Потому что если я встану и снова начну жить жизнь, это будет больно.
Мне придется признать, что я проиграла. Я поддалась чувствам, которым не стоило поддаваться. Я поверила парню, которого надо было облетать десятой аэромагистралью. Я позволила ему уничтожить то, к чему готовилась годами, просто из-за того, что на него посмотрела.
Если я снова начну жить и чувствовать, мне придется признать, что я слабая. Потому что сильные не падают, когда видят бросивших их парней. Не рушат мечту своей жизни, просто потому что чувства вспыхивают в груди как пламя.
То, что я в жопе, я поняла, когда отец сказал мне после выступления:
— Третье место — это не поражение, третье место — это всего лишь ступень.
И это он! Для кого номер один — быть номером один, всегда и во всем, было в приоритете.
Он сказал это из жалости ко мне, после пресс-конференции. На которой я улыбалась так, что у меня заболели и щеки, и скулы, и все остальное. Особенно сильно болело в груди. Возможно, именно тогда я приняла решение вернуться и лечь в постель, и ничего не чувствовать. Потому что эта боль в груди, не имеющая ничего общего с физической, грозила уничтожить меня на месте.
— Что вы чувствуете сейчас, заняв третье место? Вы расстроены?
— Нет. Нет, не настолько сильно как могла бы.
Улыбка. Щелчки камер.
— Ваши дальнейшие планы?
— Я пока не готова о них говорить.
— Но вы продолжите заниматься фигурным катанием? Вы не раз и не два заявляли, что после этого чемпионата планируете посвятить себя дипломатической карьере.
— Да. — Улыбка. Щелчки, щелчки, щелчки, операторы видео повсюду. — Скорее всего, так и будет.
— То есть мир больше никогда не увидит Ятту Хеллирию Ландерстерг на коньках?
Ему придется с этим смириться.
Мысль как ответ приходит в голову слишком остро, и я понимаю, что это ни разу ни о катке. Ни о коньках. Это о Гранхарсене, хотя о нем меня никто не спрашивал, и мой ответ — он больше никогда меня не увидит, я больше никогда не позволю ему приблизиться к себе. Никогда. Ни за что. Ошибка стоила мне первого места и платины, но урок я усвоила.
— Когда я решу точно, вы об этом узнаете.

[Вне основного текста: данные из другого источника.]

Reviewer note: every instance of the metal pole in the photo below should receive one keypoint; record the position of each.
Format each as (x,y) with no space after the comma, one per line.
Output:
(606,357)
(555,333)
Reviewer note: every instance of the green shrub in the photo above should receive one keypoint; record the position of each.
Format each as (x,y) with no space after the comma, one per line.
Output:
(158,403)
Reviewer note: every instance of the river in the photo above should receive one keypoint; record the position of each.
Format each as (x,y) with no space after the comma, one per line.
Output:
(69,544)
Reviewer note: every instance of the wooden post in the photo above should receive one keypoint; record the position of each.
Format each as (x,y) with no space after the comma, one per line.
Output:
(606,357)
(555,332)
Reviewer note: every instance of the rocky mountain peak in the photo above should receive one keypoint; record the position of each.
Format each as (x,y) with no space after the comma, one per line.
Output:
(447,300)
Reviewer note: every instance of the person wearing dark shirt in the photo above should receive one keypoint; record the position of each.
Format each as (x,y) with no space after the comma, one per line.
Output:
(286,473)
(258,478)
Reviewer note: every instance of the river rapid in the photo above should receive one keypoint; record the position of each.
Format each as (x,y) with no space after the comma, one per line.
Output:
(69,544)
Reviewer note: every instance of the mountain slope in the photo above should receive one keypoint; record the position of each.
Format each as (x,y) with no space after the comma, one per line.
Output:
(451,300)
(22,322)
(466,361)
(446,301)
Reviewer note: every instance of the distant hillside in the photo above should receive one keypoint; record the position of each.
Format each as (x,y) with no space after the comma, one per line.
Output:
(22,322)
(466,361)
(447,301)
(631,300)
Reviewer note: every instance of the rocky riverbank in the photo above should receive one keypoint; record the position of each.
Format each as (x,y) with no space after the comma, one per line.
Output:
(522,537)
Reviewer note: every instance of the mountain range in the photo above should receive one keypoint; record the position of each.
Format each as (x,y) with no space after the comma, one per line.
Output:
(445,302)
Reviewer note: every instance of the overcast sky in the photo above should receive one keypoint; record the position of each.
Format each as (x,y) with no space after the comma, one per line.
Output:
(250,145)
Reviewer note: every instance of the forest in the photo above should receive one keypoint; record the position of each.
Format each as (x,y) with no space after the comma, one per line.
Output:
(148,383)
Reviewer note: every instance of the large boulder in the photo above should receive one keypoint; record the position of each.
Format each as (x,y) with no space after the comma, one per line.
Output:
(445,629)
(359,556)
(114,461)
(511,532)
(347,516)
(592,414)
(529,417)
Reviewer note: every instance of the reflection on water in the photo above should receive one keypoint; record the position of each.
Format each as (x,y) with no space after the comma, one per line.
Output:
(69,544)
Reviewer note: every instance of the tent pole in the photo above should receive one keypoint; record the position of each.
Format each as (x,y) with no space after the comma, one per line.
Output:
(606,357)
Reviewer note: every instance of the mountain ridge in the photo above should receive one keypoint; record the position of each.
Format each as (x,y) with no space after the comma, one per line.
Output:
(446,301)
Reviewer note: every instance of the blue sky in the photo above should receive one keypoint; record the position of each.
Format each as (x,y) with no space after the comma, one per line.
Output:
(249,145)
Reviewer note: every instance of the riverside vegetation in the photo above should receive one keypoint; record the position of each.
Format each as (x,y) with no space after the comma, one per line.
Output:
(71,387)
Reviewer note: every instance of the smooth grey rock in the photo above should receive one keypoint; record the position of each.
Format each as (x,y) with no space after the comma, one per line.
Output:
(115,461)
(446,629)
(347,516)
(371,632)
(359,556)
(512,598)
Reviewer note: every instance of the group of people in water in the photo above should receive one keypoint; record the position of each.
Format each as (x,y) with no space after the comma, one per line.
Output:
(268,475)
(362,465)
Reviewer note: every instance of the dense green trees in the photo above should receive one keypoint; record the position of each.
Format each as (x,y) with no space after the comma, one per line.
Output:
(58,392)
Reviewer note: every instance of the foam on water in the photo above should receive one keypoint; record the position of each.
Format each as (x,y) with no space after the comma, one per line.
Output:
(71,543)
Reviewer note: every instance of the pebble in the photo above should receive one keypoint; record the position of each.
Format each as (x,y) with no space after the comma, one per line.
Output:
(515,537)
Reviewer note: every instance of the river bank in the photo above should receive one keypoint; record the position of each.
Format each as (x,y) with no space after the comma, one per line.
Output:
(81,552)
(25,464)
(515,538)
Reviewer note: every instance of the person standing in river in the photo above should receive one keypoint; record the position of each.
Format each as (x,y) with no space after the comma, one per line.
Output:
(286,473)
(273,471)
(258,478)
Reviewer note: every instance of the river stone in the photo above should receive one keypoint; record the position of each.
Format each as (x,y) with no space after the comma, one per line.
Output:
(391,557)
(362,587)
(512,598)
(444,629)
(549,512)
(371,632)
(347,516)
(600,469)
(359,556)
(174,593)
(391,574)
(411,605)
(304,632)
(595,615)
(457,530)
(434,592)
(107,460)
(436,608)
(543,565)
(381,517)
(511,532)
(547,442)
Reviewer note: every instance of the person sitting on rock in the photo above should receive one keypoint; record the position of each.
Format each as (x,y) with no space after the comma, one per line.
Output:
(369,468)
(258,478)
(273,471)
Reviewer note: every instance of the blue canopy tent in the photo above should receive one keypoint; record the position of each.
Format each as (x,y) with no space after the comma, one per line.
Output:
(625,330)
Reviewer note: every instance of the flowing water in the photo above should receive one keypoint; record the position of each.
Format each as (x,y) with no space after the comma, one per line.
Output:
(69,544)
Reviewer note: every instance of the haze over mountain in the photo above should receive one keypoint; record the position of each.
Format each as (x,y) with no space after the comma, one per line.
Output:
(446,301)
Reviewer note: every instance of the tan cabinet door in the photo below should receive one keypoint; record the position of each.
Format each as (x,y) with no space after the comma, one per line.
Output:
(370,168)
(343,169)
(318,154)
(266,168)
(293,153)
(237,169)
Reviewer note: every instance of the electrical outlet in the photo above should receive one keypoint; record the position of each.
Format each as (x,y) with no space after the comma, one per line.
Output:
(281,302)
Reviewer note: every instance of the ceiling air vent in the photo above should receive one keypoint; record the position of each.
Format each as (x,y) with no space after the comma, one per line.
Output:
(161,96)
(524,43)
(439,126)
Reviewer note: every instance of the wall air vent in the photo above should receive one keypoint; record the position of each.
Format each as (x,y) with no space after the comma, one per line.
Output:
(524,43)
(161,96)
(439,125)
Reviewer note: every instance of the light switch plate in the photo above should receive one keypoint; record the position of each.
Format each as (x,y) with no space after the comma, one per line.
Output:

И вот я дома, и не хочу ничего решать. Я хочу лежать и смотреть, как снежинки липнут на стекла, на этом все. Тем более что у меня была договоренность с отцом, после чемпионата я посвящаю свою жизнь учебе и дипломатии. А фигурное катание…
Я знаю, что отец согласен на компромисс, об этом мне говорил и он, и мама.
— Ты можешь продолжать, Ятта, — сказал он. — Я не буду больше на тебя так давить.
Проблема в том, что я не хочу продолжать.
Потому что я больше не хочу падать.
За моей спиной открывается дверь. Наверное, это мама, которая все-таки принесла мне обед, и я вздыхаю. Мама такая мама: накормить ребенка — это, по-моему, инстинкт.